I recently ordered a Stihl 660 Magnum to go with my Logosol M7. I told them it was for milling and I wanted a 28" bar and an .050 chain. They said no problem. When it arrived, it had the 28" bar but with an .063 chain. They said they could not get an .050 chain/bar setup from Stihl. 

My question: Can I put an .050 chain on the bar that came with the saw or do I need a bar specifically for .050 chain? I'm assuming I need a new bar as well as a new chain.

I found a listing for an Oregon bar and Oregon .050 chain for my saw. Would these be good choices? 

Thanks, Gary


----------



## woodtickgreg (Apr 9, 2012)

Correct, you would need a new bar and chain, and possibly a new sprocket for the clutch also.
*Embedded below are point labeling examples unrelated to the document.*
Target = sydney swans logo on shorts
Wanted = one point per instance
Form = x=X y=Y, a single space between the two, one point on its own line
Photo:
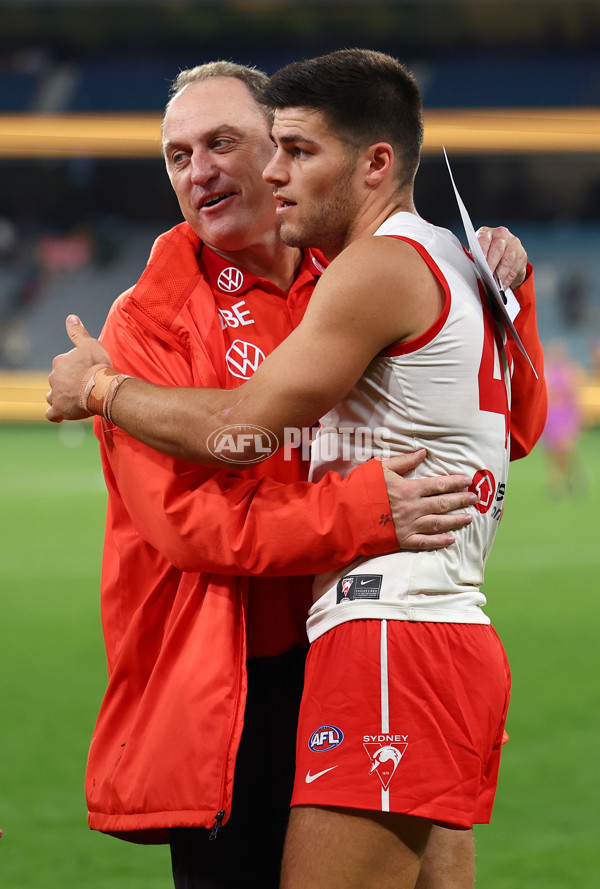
x=385 y=753
x=243 y=359
x=358 y=586
x=326 y=737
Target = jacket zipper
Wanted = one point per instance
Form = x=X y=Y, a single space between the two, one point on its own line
x=217 y=825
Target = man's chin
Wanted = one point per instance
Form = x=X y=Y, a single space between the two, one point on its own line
x=291 y=237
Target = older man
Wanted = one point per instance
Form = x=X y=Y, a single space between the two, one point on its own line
x=218 y=295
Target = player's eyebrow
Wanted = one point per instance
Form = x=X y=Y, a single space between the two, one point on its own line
x=293 y=137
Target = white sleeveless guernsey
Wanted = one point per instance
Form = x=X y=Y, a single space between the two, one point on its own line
x=449 y=392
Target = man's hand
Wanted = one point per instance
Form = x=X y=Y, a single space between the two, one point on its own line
x=68 y=371
x=421 y=506
x=505 y=254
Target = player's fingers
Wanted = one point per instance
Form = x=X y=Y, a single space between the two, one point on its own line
x=442 y=524
x=53 y=416
x=513 y=264
x=484 y=236
x=434 y=485
x=405 y=462
x=76 y=330
x=428 y=542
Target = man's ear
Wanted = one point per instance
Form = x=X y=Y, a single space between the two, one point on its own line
x=380 y=162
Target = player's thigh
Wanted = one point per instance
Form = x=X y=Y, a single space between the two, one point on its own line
x=449 y=860
x=336 y=848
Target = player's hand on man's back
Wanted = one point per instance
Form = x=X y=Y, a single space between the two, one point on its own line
x=423 y=509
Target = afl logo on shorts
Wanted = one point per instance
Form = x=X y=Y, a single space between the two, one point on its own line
x=326 y=737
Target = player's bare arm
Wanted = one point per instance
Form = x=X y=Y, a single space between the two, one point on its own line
x=378 y=291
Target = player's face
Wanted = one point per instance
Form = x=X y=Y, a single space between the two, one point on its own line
x=216 y=144
x=313 y=174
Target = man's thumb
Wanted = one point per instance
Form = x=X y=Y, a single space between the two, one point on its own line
x=76 y=331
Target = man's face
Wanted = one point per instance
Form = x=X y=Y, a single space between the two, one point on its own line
x=216 y=144
x=313 y=173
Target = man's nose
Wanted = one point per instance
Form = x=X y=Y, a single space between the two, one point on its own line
x=203 y=168
x=274 y=173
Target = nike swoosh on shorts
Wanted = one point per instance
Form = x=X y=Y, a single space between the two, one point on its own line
x=310 y=778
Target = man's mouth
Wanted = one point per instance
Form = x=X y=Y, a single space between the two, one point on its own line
x=284 y=202
x=212 y=202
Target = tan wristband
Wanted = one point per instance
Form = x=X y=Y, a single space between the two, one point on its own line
x=98 y=390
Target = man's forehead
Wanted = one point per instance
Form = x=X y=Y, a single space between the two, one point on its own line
x=299 y=119
x=225 y=99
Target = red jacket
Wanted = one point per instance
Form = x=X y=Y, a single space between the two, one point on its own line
x=178 y=537
x=529 y=398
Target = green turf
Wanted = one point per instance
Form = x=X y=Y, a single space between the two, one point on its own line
x=542 y=584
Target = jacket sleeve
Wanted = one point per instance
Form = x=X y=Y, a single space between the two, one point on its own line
x=529 y=398
x=200 y=519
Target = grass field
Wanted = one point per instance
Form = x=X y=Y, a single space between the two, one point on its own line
x=542 y=584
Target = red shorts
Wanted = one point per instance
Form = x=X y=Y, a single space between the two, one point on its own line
x=400 y=716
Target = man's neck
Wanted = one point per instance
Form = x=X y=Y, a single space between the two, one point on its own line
x=275 y=261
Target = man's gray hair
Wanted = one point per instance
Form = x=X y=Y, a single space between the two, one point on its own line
x=254 y=79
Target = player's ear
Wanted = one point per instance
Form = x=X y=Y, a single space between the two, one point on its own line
x=380 y=158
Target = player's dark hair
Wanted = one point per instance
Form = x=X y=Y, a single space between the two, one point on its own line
x=365 y=96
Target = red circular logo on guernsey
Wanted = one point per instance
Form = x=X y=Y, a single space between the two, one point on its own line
x=484 y=485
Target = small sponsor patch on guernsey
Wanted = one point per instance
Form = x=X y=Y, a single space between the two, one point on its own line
x=359 y=586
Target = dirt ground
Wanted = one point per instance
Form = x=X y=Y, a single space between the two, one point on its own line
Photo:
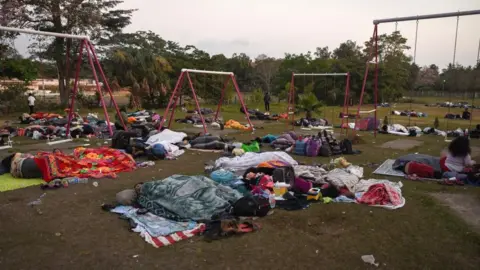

Most of the new commercial saws run an oregon style clutch drum with replacable drive sprockets so the sprocket only can be replaced instead of the whole clutch drum when they wear. But if it was me I would just run the bigger chain for milling, it will hold up better to the rigors of milling, less stretch etc.


----------



## SawTroll (Jun 12, 2012)

Is the .050 chain you want to use regular 3/8", or is it 3/8" Picco.

The bars and drive sprockets are different between those.


----------